Consider the terms often used to describe the spin bowler's art: "spin," "guile," "flight, "deception." Compare these with the words used to describe fast bowlers: "raw pace," "power," "swing," "cut." Batsmen dismissed by pace bowlers are often said to be "muscled" or "bounced" out. Those whose wickets are taken by spin bowlers, meanwhile, are "deceived," "undone." Their wickets are sometimes said to be "bought" or "burgled." They thrive in "unfair" environments, like "sticky wickets" and "subcontinental conditions." Part of this has to do with pace of the delivery. You have a tiny split second to see a fast bowlers' deliveries before they're on you. You need extraordinary visual processing power to do that, something very few people have. Being dismissed by an out and out fast bowler therefore has no real shame in it. You're just beaten by the inevitability of physics and neurology. With slow spin bowling, though, you have plenty of time to see the ball. You're just unsure what it's going to do -- which direction and how far it's going to turn in -- once it bounces. There's something weirdly personal about getting out to a spin bowler. Like you've been comprehensively outwitted and found wanting mentally. Like the bowler has read the weaknesses in your technique and found precisely the right delivery to expose them and make you look foolish.

In the early years of the twentieth century, the most famous criminal in British popular fiction (other than Moriarty) was A. J. Raffles, the anti-hero of E. W. Hornung's short stories. (In a nice twist to the story, Hornung was Conan Doyle's brother in law.) Raffles, the "gentleman burglar," was a county cricketer, described in the stories as "the finest slow bowler of his generation." In Hornung's stories, this confluence between slow bowling and other forms of "underhandedness" gains concrete form. Raffles uses the same sociopathic ability to read other people's minds that gets him wickets on the cricket field to infiltrate high society and steal their jewels and trophies. Raffles had a huge reading public in Edwardian Britain, and arguably the connection between burglary and spin bowling crystallised in Raffles adhered to spin bowlers for a long time after. Which isn't to say a culture (and later war hero) like Verity would have been perceived as criminal, exactly, but that a certain notoriety and aura clung to the art of spin bowling they practised. That 10 for 10 was earned (burgled even) in a way a fast bowler could never hope to match.
posted by Sonny Jim at 3:33 AM on June 4, 2014 [9 favorites]


So basically every sport has shown continuous improvement in it's athletes but cricket's best ... uhm, pitching performance? I have no idea... was in 1939.

Or that the relative balance of power between bowler and batter remains unchanged, despite (probable?) improvements in both.

Having been originally baffled by cricket, and having moved to England seven years ago and followed it by accident since then, I now regret deeply that my country is not a proper cricketing nation.
posted by YouRebelScum at 6:07 AM on June 4, 2014 [1 favorite]
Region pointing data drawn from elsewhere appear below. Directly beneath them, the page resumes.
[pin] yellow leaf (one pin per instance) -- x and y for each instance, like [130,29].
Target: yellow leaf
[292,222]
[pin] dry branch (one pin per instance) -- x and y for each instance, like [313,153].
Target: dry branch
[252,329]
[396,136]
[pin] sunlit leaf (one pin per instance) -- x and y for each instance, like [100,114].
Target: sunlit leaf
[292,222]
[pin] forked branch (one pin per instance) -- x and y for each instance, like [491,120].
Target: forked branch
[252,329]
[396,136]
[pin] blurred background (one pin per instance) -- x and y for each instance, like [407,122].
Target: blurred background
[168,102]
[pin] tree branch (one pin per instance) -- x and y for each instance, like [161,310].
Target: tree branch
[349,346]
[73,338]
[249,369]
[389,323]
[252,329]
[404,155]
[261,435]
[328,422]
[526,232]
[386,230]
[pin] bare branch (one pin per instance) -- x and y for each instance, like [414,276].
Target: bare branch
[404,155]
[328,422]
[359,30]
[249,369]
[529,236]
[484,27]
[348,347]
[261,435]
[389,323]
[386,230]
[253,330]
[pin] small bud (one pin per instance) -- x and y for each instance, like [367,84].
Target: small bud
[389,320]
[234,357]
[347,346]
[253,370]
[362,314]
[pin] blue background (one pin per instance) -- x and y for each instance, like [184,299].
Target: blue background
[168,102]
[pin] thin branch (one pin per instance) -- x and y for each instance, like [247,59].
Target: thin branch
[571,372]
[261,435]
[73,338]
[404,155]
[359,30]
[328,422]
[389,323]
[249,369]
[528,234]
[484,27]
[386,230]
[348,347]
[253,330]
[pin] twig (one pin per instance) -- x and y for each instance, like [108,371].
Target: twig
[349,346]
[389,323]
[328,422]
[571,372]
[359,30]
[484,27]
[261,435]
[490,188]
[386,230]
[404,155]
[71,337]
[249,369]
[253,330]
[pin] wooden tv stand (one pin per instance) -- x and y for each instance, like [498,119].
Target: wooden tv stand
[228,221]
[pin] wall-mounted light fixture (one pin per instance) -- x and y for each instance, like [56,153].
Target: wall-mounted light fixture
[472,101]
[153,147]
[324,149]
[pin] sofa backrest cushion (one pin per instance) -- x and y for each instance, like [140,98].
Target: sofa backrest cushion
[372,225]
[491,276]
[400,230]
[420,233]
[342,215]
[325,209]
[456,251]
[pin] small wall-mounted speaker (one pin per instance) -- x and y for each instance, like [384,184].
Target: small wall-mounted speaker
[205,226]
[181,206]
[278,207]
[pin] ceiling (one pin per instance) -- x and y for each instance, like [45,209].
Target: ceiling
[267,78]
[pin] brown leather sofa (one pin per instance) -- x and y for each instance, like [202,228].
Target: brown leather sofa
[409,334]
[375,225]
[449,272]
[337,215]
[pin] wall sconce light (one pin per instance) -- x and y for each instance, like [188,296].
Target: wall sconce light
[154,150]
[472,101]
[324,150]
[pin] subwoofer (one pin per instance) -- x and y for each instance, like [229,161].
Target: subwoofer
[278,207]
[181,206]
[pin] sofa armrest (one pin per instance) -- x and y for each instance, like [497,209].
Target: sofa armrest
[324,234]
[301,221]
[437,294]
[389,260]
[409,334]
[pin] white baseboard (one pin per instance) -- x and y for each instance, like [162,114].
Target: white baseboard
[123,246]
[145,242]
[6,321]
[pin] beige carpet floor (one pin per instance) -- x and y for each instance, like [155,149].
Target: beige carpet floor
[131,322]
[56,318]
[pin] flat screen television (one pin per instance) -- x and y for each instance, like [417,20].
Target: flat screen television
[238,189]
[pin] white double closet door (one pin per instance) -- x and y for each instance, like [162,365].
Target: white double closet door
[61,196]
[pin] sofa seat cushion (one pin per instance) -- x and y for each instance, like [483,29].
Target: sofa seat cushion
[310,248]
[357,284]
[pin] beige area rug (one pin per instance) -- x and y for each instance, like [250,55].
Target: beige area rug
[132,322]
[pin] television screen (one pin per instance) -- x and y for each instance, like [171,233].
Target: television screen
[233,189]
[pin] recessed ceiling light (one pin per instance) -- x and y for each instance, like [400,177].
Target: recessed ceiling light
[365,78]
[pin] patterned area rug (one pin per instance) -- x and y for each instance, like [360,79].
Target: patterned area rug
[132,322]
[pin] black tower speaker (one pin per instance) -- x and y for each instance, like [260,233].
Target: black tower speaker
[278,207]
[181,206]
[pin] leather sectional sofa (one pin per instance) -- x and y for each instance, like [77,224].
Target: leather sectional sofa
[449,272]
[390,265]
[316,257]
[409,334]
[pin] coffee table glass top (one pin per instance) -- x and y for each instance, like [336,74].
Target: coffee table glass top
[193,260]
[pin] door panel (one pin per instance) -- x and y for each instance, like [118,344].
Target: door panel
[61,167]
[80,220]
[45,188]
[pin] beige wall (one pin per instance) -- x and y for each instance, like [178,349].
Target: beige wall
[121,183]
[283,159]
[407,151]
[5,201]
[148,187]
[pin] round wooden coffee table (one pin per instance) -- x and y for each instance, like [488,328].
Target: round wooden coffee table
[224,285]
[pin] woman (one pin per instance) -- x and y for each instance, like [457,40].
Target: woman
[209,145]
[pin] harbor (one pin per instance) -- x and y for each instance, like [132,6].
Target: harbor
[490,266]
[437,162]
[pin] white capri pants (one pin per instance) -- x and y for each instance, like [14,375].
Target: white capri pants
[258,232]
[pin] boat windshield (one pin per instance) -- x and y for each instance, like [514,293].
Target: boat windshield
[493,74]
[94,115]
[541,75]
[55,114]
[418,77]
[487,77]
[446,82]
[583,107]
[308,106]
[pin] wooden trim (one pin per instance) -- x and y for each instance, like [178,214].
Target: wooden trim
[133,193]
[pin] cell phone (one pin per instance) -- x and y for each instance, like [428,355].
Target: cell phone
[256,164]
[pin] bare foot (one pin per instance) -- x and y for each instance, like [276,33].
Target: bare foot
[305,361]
So basically every sport has shown continuous improvement in it's athletes but cricket's best ... uhm, pitching performance? I have no idea... was in 1939.
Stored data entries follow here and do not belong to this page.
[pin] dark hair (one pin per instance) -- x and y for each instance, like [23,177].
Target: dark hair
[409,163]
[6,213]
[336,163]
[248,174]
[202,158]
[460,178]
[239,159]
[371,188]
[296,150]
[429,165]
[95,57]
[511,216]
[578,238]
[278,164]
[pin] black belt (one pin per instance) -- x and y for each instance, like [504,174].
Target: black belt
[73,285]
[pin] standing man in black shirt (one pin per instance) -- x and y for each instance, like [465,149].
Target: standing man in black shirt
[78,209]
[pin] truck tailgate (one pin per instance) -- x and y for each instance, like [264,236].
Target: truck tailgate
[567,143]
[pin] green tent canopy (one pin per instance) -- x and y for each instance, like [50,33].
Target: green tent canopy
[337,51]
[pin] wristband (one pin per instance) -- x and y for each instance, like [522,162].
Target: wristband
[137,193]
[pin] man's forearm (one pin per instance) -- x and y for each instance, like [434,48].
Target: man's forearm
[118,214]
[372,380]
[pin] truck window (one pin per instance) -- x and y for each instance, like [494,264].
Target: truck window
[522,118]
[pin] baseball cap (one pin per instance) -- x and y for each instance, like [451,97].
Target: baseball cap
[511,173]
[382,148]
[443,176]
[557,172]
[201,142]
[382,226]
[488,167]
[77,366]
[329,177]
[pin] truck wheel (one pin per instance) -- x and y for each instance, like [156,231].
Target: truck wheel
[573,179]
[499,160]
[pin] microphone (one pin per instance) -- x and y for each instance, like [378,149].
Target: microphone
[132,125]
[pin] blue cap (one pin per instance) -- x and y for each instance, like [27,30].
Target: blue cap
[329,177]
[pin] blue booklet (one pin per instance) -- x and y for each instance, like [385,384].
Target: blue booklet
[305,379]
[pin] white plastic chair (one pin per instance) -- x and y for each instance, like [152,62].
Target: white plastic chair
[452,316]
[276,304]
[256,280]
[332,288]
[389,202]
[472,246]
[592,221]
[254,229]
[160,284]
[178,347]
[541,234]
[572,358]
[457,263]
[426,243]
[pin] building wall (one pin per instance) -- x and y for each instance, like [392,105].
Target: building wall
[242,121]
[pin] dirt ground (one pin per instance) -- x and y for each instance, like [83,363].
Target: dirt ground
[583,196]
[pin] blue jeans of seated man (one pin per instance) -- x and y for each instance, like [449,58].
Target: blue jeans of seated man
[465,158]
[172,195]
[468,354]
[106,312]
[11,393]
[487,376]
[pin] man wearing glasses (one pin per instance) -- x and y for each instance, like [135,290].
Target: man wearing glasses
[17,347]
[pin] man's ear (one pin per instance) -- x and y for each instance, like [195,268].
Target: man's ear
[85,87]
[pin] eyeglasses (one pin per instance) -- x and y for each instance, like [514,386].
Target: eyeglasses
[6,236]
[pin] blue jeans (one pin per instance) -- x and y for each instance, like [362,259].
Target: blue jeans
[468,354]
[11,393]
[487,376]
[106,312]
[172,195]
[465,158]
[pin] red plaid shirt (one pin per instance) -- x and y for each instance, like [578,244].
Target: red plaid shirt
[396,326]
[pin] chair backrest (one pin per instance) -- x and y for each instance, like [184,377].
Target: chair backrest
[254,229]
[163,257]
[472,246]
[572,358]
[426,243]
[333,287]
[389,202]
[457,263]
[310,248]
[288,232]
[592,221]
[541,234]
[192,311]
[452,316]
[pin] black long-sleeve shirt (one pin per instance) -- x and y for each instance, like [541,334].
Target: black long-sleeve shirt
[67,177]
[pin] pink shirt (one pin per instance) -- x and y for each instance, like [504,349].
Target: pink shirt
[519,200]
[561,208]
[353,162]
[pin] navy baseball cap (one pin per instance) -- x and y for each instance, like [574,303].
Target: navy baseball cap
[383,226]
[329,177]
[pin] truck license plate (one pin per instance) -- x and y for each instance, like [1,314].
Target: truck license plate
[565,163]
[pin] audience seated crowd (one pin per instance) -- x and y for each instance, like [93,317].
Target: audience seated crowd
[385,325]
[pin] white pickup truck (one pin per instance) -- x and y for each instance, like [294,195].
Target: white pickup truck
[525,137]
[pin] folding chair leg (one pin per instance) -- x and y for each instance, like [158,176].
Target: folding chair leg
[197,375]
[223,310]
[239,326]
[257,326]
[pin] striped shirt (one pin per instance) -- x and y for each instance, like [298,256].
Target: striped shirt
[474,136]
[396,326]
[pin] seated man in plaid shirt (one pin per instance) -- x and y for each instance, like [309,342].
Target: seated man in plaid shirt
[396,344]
Baseball also has some probably unbeatable records dating back to the same era. Maybe the one most like Verity's is Johnny Vander Meer's back-to-back no hitters in 1938. From the same time period is Joe DiMaggio's hitting streak in 1941. (Also in 1941, Ted Williams was the last batter to hit over .400.)
posted by bluffy at 9:55 AM on June 4, 2014


By coincidence, yesterday was the twentieth anniversary of the finest delivery in cricket in the twentieth century (seriously, google 'ball of the century', it's the top result): the first ball that Shane Warne ever bowled in Ashes cricket. Have a look at this to see what a spin-bowler at the peak of his power can do on a modern wicket. Even if you don't understand what's going on... you'll understand.